Or tracing after script:

In [8]:
class WrapRNN(torch.nn.Module):
    def __init__(self):
        super(WrapRNN, self).__init__()
        self.loop = torch.jit.script(MyRNNLoop())

    def forward(self, xs):
        y, h = self.loop(xs)
        return torch.relu(y)

traced = torch.jit.trace(WrapRNN(), (torch.rand(10, 3, 4)))
print(traced.code)

def forward(self,
    xs: Tensor) -> Tensor:
  loop = self.loop
  _0, y, = (loop).forward(xs, )
  return torch.relu(y)



In [9]:
torch.jit.save(traced, 'traced.pt')

In [10]:
loaded_traced = torch.jit.load('traced.pt')

In [11]:
print(loaded_traced.code)

def forward(self,
    xs: Tensor) -> Tensor:
  loop = self.loop
  _0, y, = (loop).forward(xs, )
  return torch.relu(y)



[Further reading and how to load TorchScript in C++](https://pytorch.org/tutorials/advanced/cpp_export.html)

## HiFi-VC reconstruction

In [12]:
import os
from pathlib import Path
cwd = os.getcwd()
model_path = Path(cwd).parent / 'model.pt'

In [13]:
model = torch.jit.load(model_path, map_location='cpu')

In [1]:
#Let's see what's inside
#model

We can run the model, however, we cannot reverse it to native PyTorch. We need to do some backward engineering to restore original class structure

In [2]:
#Looks very scary
#model.graph

In [3]:
#Better but still hard
#print(model.code)

We will combine knowledge from the paper and `.graph`,`.code`,`._parameters` variables of TorchScript to gain knowledge about original model architecture

### ASR

It is pretty simple, we have a direct link in the paper and we know that it uses bottleneck features $\Rightarrow$ outpurs of Conformer Encoder.

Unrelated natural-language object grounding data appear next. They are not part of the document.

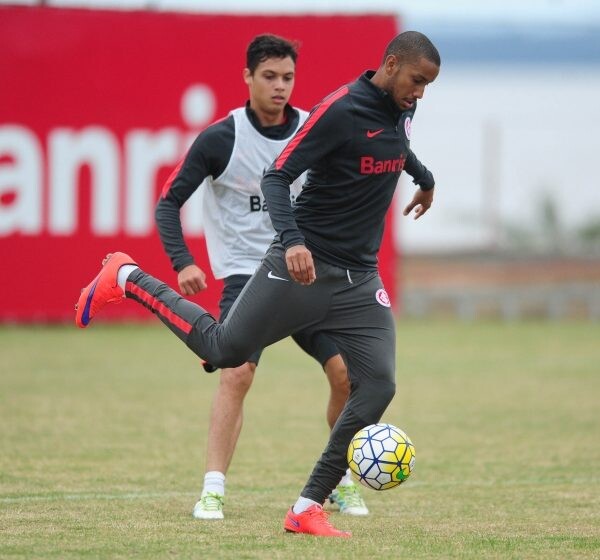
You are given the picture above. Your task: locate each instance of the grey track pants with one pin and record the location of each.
(350, 307)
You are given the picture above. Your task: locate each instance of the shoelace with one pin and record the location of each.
(350, 496)
(212, 502)
(321, 516)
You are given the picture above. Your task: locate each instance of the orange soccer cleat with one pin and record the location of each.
(313, 521)
(101, 290)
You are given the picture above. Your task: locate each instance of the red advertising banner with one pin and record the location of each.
(97, 108)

![image.png](attachment:image.png)

Let's see how to add it to code (turn to Project)

### VAE

With VAE things are harder. There are tons of different variations of VAE and authors informations is not sufficient.

![image-2.png](attachment:image-2.png)

However, we have `.graph`, `.code`, and `.parameters` and can restore original structure!!!

In [17]:
vae = model._voice_conversion.speaker_encoder

In [18]:
vae

RecursiveScriptModule(
  original_name=SpeakerEncoder
  (pre_conv): RecursiveScriptModule(original_name=Conv1d)
  (convs): RecursiveScriptModule(
    original_name=ModuleList
    (0): RecursiveScriptModule(
      original_name=DownBlockSpeaker
      (activation): RecursiveScriptModule(original_name=LeakyReLU)
      (conv_skip): RecursiveScriptModule(original_name=Conv1d)
      (first_conv): RecursiveScriptModule(original_name=Conv1d)
      (second_conv): RecursiveScriptModule(original_name=Conv1d)
    )
    (1): RecursiveScriptModule(
      original_name=DownBlockSpeaker
      (activation): RecursiveScriptModule(original_name=LeakyReLU)
      (conv_skip): RecursiveScriptModule(original_name=Conv1d)
      (first_conv): RecursiveScriptModule(original_name=Conv1d)
      (second_conv): RecursiveScriptModule(original_name=Conv1d)
    )
    (2): RecursiveScriptModule(
      original_name=DownBlockSpeaker
      (activation): RecursiveScriptModule(original_name=LeakyReLU)
      (conv_skip): Re

In [34]:
vae.mean_conv.forward(torch.randn((1, 512, 4))) # note that sometimes forward does not work

RuntimeError: forward() is missing value for argument 'weight'. Declaration: forward(__torch__.torch.nn.modules.conv.___torch_mangle_1728.Conv1d self, Tensor argument_1, Tensor weight) -> (Tensor)

Now we know the modules, but what are the Conv parameters, how does the DownBlockSpeaker works?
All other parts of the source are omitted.